Among them are the gilt-bronze kondo keman plaques with winged angels (kalavinkas), Buddhist sutras written in gold and silver on indigo papers and Kiyohira's famous peace pledge (ganmon) on the completion of Chuson-ji's main halls and pagodas, which he read aloud in 1126, proclaiming his wish to create a war-free utopian society. This was just two years before he died in his sleep.
I had a strange tingling feeling as I marvelled at the Konjikido and the artefacts at the museum, but I suppose anyone with a weak spot for history would.
Another historical site that gave me a surreal feeling was the Motsu-ji Temple, located 1.6km southeast of Chuson-ji. Motsu-ji is known for its Jodo (Pure Land) garden and the much photographed Oizumi ga Ike (Great Spring Pond). Time seems to have stopped at Motsu-ji, what with its timeless breathtaking natural scenery.
Oizumi ga Ike showcases Heian gardening techniques and style. It incorporates such distinctive features as a rocky cape, a small island, a curvy beach and a large standing rock, all of which are grounded by Mt Toyama which towers in the background.
At its northeastern side, an 80m-tall man-made winding feeder stream, believed to date back to the 9th or 11th century, brings mountain water into the pond. The stream is Japan's longest and only surviving Heian era feeder stream.
What is sad about Motsu-ji is the loss of its famed Kondo Enryu-ji Temple, a building that is said to have had no equal during its heyday in the 12th century. The temple, along with its halls, pagodas and dormitories, were destroyed in a fire after the Fujiwara family fell to Minamoto Yoritomo's Kamakura Shogunate in 1189.
All that is left of it are the ruins overgrown with grass - a sight Haiku master Matsuo Basho captured best with his 1757 masterpiece: The summer grass, 'tis all that's left of ancient warriors' dreams.
This haiku is engraved in stone at the Matsuo Basho monument located at Motsu-ji's southern gate.
A few minutes southwest of Motsu-ji is the Takkoku no Iwaya Cave Temple, a Shinto-Buddhist place of worship that dates back to 801, when it was built to commemorate Kyoto generalissimo Sakanoue no Tamuramaro's victory in the northeastern region and to honour the war deity Bishamon.
Although not as large and extravagant as Chuson-ji and Motsu-ji, Takkoku no Iwaya's elevated Bishamondo Hall is a structure to admire. Half of the building is exposed while the other is inside the cave, making it appear as if the building is supporting the hill and preventing it from tipping over.
But there can be no doubting the building's resilience either.

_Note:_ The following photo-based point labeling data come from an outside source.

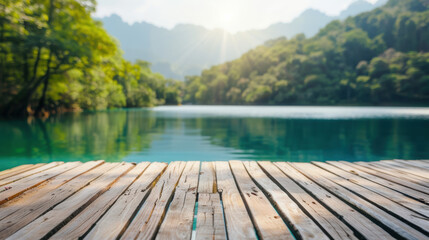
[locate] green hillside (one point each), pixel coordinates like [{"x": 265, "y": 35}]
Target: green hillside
[
  {"x": 55, "y": 57},
  {"x": 378, "y": 57}
]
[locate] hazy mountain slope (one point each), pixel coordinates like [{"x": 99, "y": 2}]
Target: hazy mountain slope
[{"x": 187, "y": 49}]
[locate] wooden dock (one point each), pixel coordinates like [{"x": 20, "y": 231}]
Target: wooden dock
[{"x": 216, "y": 200}]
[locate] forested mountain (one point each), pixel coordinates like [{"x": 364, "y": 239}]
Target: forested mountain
[
  {"x": 187, "y": 49},
  {"x": 378, "y": 57},
  {"x": 54, "y": 56}
]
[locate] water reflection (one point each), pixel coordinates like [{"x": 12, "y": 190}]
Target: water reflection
[{"x": 170, "y": 134}]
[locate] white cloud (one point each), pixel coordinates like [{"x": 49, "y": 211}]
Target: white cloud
[{"x": 232, "y": 15}]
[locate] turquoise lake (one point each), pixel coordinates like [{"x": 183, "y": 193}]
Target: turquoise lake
[{"x": 210, "y": 133}]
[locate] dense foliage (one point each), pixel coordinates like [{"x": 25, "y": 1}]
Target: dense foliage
[
  {"x": 379, "y": 57},
  {"x": 53, "y": 56}
]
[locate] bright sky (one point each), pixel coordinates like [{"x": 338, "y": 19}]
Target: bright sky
[{"x": 232, "y": 15}]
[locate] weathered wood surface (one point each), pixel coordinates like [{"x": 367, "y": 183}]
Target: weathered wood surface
[
  {"x": 210, "y": 223},
  {"x": 148, "y": 219},
  {"x": 236, "y": 200},
  {"x": 115, "y": 221}
]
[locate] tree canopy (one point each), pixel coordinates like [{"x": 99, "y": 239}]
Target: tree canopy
[{"x": 378, "y": 57}]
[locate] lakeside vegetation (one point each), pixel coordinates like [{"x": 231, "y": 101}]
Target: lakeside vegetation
[
  {"x": 378, "y": 57},
  {"x": 54, "y": 55}
]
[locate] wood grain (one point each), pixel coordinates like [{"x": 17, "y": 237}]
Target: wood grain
[
  {"x": 302, "y": 225},
  {"x": 267, "y": 221},
  {"x": 238, "y": 222},
  {"x": 180, "y": 215},
  {"x": 148, "y": 219},
  {"x": 361, "y": 224},
  {"x": 48, "y": 223},
  {"x": 80, "y": 224}
]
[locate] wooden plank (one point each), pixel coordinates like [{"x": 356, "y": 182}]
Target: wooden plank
[
  {"x": 362, "y": 225},
  {"x": 79, "y": 225},
  {"x": 340, "y": 187},
  {"x": 180, "y": 215},
  {"x": 34, "y": 180},
  {"x": 398, "y": 171},
  {"x": 22, "y": 210},
  {"x": 207, "y": 182},
  {"x": 355, "y": 169},
  {"x": 330, "y": 223},
  {"x": 238, "y": 222},
  {"x": 302, "y": 225},
  {"x": 29, "y": 173},
  {"x": 393, "y": 172},
  {"x": 210, "y": 221},
  {"x": 48, "y": 223},
  {"x": 401, "y": 199},
  {"x": 410, "y": 185},
  {"x": 19, "y": 169},
  {"x": 267, "y": 221},
  {"x": 116, "y": 219},
  {"x": 149, "y": 217}
]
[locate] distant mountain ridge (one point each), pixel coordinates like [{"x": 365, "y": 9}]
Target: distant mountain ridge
[{"x": 187, "y": 49}]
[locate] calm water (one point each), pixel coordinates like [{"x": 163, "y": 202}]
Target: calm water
[{"x": 209, "y": 133}]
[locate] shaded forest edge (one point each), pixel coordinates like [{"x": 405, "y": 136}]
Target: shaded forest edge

Locals say the structure survived a 7.2 magnitude quake in June.
<< Bishamondo Hall - Half of the building is exposed while the other is inside the cave
Beside Bishamondo Hall is a 16.5m rock carving of the Buddha on a cliff face. Legend has it that it was created when warrior Minamoto no Yoshiie fired arrows repeatedly at the sandstone cliff in an act meant to honour the war dead during the 11th century.
This Buddha sculpture is called the Northern Rock Buddha, and is one of the five large Buddhas in Japan. Originally, it was a full-figured image but its lower parts were destroyed in an earthquake in 1896. Consequently, only the face can be clearly seen today.
Hiraizumi receives about 43,000 visitors yearly. The quickest way to get to Hiraizumi from Tokyo by land is via the Tohoku Shinkansen (bullet train). The journey from Tokyo station to Ichinoseki station takes two hours and 10 minutes, while the trip from Ichinoseki to Hiraizumi by the Tohoku main line train takes just eight minutes.